Als ich in Syrien und im Irak gelebt habe, wurde mir von verschiedenen Personen geraten, ich solle ein Kopftuch tragen, das sei besser für mich. In Deutschland sagen fast alle, die ich kenne: Wenn Du beruflich etwas erreichen möchtest, solltest Du kein Kopftuch tragen. Warum lassen die Menschen die Frauen nicht einfach selbst entscheiden, wie sie sich kleiden wollen? Warum will die Gesellschaft sich in diese Dinge einmischen?

Als ich nach Deutschland kam, habe ich zum ersten Mal ein Kopftuch getragen.
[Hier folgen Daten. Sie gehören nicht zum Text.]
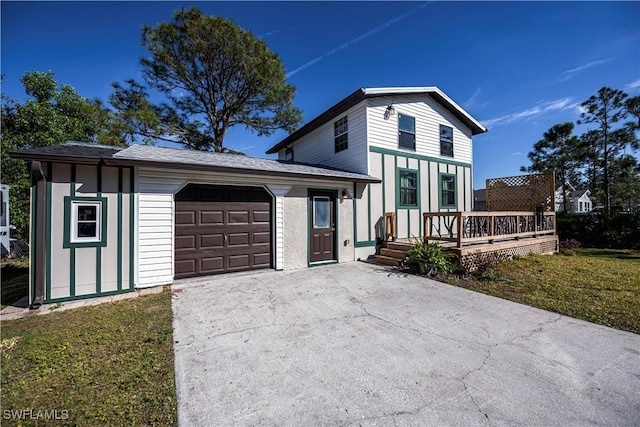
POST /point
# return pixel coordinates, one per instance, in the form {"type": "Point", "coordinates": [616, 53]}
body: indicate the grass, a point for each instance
{"type": "Point", "coordinates": [600, 286]}
{"type": "Point", "coordinates": [106, 364]}
{"type": "Point", "coordinates": [15, 280]}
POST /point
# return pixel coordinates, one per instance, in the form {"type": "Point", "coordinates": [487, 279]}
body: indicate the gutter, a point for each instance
{"type": "Point", "coordinates": [39, 180]}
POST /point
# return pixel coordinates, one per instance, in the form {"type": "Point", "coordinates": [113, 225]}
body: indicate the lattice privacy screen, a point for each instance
{"type": "Point", "coordinates": [521, 193]}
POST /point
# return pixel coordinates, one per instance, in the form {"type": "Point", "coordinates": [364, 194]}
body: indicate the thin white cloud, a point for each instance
{"type": "Point", "coordinates": [567, 74]}
{"type": "Point", "coordinates": [537, 110]}
{"type": "Point", "coordinates": [587, 65]}
{"type": "Point", "coordinates": [633, 85]}
{"type": "Point", "coordinates": [356, 40]}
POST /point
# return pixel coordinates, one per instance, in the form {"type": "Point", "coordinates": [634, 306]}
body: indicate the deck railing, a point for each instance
{"type": "Point", "coordinates": [472, 227]}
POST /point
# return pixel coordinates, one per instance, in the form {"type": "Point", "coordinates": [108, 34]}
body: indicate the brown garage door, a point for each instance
{"type": "Point", "coordinates": [220, 229]}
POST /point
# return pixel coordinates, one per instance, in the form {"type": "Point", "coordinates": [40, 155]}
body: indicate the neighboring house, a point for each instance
{"type": "Point", "coordinates": [107, 220]}
{"type": "Point", "coordinates": [480, 200]}
{"type": "Point", "coordinates": [415, 139]}
{"type": "Point", "coordinates": [579, 200]}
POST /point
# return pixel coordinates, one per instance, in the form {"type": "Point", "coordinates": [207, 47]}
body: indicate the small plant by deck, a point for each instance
{"type": "Point", "coordinates": [429, 258]}
{"type": "Point", "coordinates": [110, 364]}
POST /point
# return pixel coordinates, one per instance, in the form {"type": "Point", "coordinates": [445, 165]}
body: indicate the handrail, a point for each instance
{"type": "Point", "coordinates": [468, 227]}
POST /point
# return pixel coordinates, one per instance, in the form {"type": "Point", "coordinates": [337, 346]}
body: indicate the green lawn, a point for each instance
{"type": "Point", "coordinates": [107, 364]}
{"type": "Point", "coordinates": [600, 286]}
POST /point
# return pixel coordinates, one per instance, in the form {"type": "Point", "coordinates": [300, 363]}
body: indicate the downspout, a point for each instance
{"type": "Point", "coordinates": [39, 179]}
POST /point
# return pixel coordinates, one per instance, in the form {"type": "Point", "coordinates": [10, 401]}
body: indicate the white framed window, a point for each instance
{"type": "Point", "coordinates": [406, 131]}
{"type": "Point", "coordinates": [446, 141]}
{"type": "Point", "coordinates": [341, 134]}
{"type": "Point", "coordinates": [85, 222]}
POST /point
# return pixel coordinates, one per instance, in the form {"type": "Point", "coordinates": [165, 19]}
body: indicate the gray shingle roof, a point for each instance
{"type": "Point", "coordinates": [185, 159]}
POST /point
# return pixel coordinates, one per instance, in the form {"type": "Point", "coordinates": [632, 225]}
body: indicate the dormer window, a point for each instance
{"type": "Point", "coordinates": [288, 154]}
{"type": "Point", "coordinates": [446, 141]}
{"type": "Point", "coordinates": [341, 134]}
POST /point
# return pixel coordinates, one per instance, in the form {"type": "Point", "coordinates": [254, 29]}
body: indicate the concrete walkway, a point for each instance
{"type": "Point", "coordinates": [355, 344]}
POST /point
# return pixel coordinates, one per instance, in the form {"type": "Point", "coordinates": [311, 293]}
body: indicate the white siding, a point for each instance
{"type": "Point", "coordinates": [319, 145]}
{"type": "Point", "coordinates": [429, 115]}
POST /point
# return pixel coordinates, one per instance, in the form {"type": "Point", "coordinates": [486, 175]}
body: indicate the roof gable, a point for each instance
{"type": "Point", "coordinates": [363, 93]}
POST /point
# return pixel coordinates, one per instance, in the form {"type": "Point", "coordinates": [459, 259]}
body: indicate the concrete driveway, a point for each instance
{"type": "Point", "coordinates": [357, 344]}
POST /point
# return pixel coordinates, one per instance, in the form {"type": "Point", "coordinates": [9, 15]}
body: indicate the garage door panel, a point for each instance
{"type": "Point", "coordinates": [212, 217]}
{"type": "Point", "coordinates": [238, 239]}
{"type": "Point", "coordinates": [261, 217]}
{"type": "Point", "coordinates": [211, 241]}
{"type": "Point", "coordinates": [185, 242]}
{"type": "Point", "coordinates": [260, 237]}
{"type": "Point", "coordinates": [238, 217]}
{"type": "Point", "coordinates": [239, 262]}
{"type": "Point", "coordinates": [185, 218]}
{"type": "Point", "coordinates": [212, 265]}
{"type": "Point", "coordinates": [221, 229]}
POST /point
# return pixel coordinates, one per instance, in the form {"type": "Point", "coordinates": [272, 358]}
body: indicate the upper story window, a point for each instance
{"type": "Point", "coordinates": [406, 131]}
{"type": "Point", "coordinates": [446, 141]}
{"type": "Point", "coordinates": [341, 134]}
{"type": "Point", "coordinates": [288, 154]}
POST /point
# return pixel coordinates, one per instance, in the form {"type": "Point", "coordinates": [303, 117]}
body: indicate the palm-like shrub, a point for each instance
{"type": "Point", "coordinates": [429, 258]}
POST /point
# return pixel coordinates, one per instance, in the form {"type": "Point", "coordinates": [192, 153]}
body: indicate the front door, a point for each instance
{"type": "Point", "coordinates": [322, 226]}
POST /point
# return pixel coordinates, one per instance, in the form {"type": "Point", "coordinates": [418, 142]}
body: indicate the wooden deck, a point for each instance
{"type": "Point", "coordinates": [478, 237]}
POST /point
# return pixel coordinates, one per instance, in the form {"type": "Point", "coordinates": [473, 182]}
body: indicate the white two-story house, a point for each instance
{"type": "Point", "coordinates": [415, 139]}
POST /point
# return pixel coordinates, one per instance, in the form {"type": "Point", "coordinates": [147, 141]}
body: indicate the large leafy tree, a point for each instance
{"type": "Point", "coordinates": [605, 110]}
{"type": "Point", "coordinates": [50, 115]}
{"type": "Point", "coordinates": [213, 75]}
{"type": "Point", "coordinates": [557, 151]}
Ich war auf der Suche nach meiner religiösen Identität und spürte zuerst der Religion nach, in die ich hineingeboren worden bin. Viele Pflichten des Islams hatte ich bereits erfüllt: Beten, Geld an die Armen spenden, Fasten. Das Tragen eines Kopftuchs hatte ich noch nicht ausprobiert. Ich gestehe, dass ich von der Idee des Kopftuchs nie ganz überzeugt war, aber ich wollte wissen, wie es sich für mich anfühlt.

Also trug ich ein Kopftuch, 20 Tage lang, während des Fastenmonats Ramadan. Aber es überkam mich ein großes Gefühl von Verschwinden und Schwäche. Ein religiöses Bekenntnis muss sich gut anfühlen, es sollte mich stärker machen! So habe ich mich gegen das Kopftuch entschieden.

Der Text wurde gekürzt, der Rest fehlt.